Publicado por Javier Fariñas Martín en |
La keniana Catherine Ngila (Kitui, 1961) es una de las científicas más prestigiosas del continente africano. En el año 2016 fue nombrada mejor científica de Sudáfrica, en 2021 ha recibido el Premio L’Oréal/Unesco a la Mujer en la Ciencia y es, además, directora ejecutiva interina de la Academia Africana de Ciencias. Puede también que una de las más coherentes. Porque poco han cambiado a lo largo de su vida las inquietudes de la niña que nació en un condado situado a 130 kilómetros de Nairobi hace algo más de seis décadas.
Miembro de una familia compuesta por 27 hermanos y hermanas, fue la primera de la extensa prole en ir a la escuela secundaria y a la universidad a pesar de ser hija de la cuarta esposa de su padre. Huérfana de madre a los seis años, «me di cuenta desde muy pequeña de que tenía que estudiar para poder cuidarme, ya que no iba a tener a mi madre para hacerlo». Y su padre, un antiguo combatiente en la II Guerra Mundial que también trabajó como traductor para los colonos ingleses, se lo permitió. «Era su forma de decirme que yo era importante y que quería que tuviera las mismas oportunidades que un niño», reconocía Ngila en Le Monde. Su presencia en las aulas la convirtió en una excepción en aquel entorno en el que las niñas estaban predestinadas a un matrimonio precoz, a la rutina del trabajo en casa y al cuidado de la familia. «Esperamos a que se casen y tengan hijos, pero yo les digo: “No empiecen una relación hasta que no hayan obtenido al menos un diploma”», clama ahora la investigadora keniana.

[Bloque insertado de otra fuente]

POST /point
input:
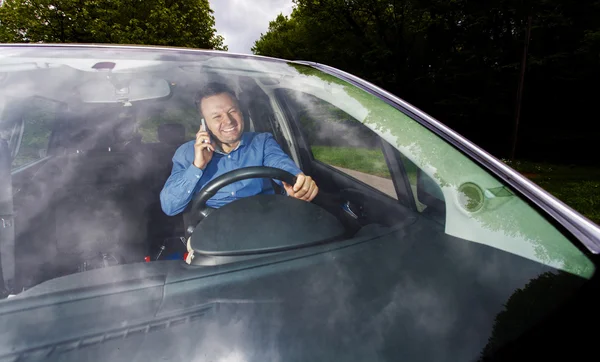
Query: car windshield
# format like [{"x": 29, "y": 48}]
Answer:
[{"x": 119, "y": 170}]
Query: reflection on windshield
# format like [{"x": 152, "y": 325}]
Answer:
[{"x": 97, "y": 258}]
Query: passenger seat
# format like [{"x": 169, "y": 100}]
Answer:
[{"x": 170, "y": 136}]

En el tiempo de su infancia y adolescencia, Catherine Ngila compaginaba largas idas y venidas a la escuela con el acarreo diario de agua desde el río hasta el hogar familiar. Lo que sacaban del cauce era un líquido turbio y rojizo que debían filtrar con un trozo de tela y en el que debían diluir bicarbonato de calcio para intentar eliminar las impurezas. Aquel tratamiento rudimentario del agua no aquietaba las dudas de Ngila, «y no podía evitar preguntarme si aquello era suficiente para que el agua estuviera limpia». Su familia tenía las mismas dificultades que todavía hoy padecen millones de africanos para acceder al suministro de agua potable.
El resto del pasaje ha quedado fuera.